Clinical Practice Points
Alterations in KRAS, BRAF, or MMR genes may determine therapeutic response or define a hereditary cancer syndrome. MSI resulting from defective MMR enzyme function has been shown to occur more commonly in right-sided CRCs. It is known that KRAS- and BRAF-mutated CRCs do not respond to EGFR inhibitor therapy, and mutations in these genes can be present in MSI-H tumors. However, the significance of KRAS mutations in MSI tumors is unknown, as is prognostic information of certain KRAS mutations in CRC.

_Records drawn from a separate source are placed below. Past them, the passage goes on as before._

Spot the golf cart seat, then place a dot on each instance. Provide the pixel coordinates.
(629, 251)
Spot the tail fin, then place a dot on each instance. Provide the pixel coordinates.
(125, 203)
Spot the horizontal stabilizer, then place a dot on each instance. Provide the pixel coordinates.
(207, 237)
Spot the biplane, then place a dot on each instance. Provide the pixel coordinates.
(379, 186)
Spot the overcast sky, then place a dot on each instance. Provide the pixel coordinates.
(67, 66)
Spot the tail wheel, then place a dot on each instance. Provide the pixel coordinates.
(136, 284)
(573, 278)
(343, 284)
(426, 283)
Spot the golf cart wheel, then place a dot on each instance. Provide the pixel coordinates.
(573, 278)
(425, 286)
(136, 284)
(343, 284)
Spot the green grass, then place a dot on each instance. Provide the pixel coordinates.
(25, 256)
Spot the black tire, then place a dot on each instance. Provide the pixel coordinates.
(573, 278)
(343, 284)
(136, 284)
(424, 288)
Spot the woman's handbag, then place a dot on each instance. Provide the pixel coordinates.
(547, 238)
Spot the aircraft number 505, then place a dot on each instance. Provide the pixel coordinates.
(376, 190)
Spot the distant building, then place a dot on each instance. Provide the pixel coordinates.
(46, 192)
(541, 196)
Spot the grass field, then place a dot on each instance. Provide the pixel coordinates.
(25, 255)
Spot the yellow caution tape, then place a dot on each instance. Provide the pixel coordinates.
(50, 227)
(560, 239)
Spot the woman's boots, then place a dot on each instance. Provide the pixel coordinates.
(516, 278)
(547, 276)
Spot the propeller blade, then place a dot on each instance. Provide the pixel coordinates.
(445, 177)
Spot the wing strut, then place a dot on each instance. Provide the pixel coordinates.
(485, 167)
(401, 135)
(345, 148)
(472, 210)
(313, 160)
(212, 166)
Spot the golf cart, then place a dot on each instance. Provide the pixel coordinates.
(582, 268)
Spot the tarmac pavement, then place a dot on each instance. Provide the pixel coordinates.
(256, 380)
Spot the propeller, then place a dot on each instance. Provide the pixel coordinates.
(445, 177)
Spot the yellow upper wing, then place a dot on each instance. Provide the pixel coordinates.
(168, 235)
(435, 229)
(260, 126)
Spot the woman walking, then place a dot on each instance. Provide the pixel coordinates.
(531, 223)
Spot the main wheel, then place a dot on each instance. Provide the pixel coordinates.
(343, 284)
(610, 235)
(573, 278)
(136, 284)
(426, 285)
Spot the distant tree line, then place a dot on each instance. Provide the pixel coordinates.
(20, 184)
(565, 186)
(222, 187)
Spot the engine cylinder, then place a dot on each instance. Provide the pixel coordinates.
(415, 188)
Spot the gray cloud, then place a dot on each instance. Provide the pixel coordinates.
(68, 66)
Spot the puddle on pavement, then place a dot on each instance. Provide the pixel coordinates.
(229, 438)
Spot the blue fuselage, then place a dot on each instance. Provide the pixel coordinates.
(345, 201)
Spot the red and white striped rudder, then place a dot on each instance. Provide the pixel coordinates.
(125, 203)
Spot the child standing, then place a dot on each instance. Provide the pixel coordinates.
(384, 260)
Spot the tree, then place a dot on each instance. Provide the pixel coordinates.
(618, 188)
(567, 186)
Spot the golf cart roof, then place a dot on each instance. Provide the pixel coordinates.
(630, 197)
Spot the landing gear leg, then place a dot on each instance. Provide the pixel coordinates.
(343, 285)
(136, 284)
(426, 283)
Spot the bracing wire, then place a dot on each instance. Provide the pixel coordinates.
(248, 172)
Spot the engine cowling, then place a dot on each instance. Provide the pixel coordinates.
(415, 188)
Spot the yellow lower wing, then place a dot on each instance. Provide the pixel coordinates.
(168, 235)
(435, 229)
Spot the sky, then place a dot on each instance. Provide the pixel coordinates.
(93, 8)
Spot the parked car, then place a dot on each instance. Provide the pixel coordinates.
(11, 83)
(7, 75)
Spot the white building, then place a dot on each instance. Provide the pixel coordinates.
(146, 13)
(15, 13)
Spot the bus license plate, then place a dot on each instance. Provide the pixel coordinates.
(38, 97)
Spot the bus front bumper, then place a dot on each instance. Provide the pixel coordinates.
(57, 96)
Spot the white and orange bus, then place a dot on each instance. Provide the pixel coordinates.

We have further identified specific G>A KRAS mutations that are present in MSI-H tumors, indicating defective MMR as a possible mechanism of KRAS mutation in MSI-H tumors. We have also proposed that certain individual KRAS mutations may have prognostic significance and should be further studied in larger populations. Finally, MSI is commonly present in left-sided neoplasms, whereas BRAF mutations are not, as suggested by a few other studies. Based on these findings, algorithms used to assess whether a CRC should be tested for MSI or MMR enzyme loss should be reviewed and evaluated to consider including KRAS transition mutations G>A in their assessment. MSI or MMR status should be assessed in both right- and left-sided neoplasms, and testing for the p.V600E BRAF mutation in rectal carcinomas should be carefully considered when determining response to EGFR inhibition.
Table 4b.
Multivariable Survival Analysis
Characteristic | HR | 95% CI | P Value |
---|---|---|---|
Age (Inczrement of 1 y) | 1.01 | 0.97–1.05 | .71 |
Sex (Male vs. Female) | 1.35 | 0.62–2.90 | .45 |
Stage (III–IV vs. 0–II) | 5.69 | 1.98–16.34 | .001 |
Location (Rectum vs. Colon) | 0.59 | 0.25–1.38 | .22 |
MSI (Positive vs. Negative) | 1.44 | 0.52–4.00 | .49 |
KRAS/BRAF Mutation (Positive vs. Negative) | 1.51 | 0.68–3.37 | .32 |
Abbreviations: CI = confidence interval; HR = hazard ratio; MSI = microsatellite instability.
Footnotes
This work was presented in part in abstract form at the 2009 Association for Molecular Pathology Meeting; November 18–22, 2009; Kissimmee, FL and at the 2011 American Society of Clinical Oncology Gastrointestinal Cancers Symposium; Jan 20–22, 2011; San Francisco, CA.
Disclosure
The authors have stated that they have no conflicts of interest.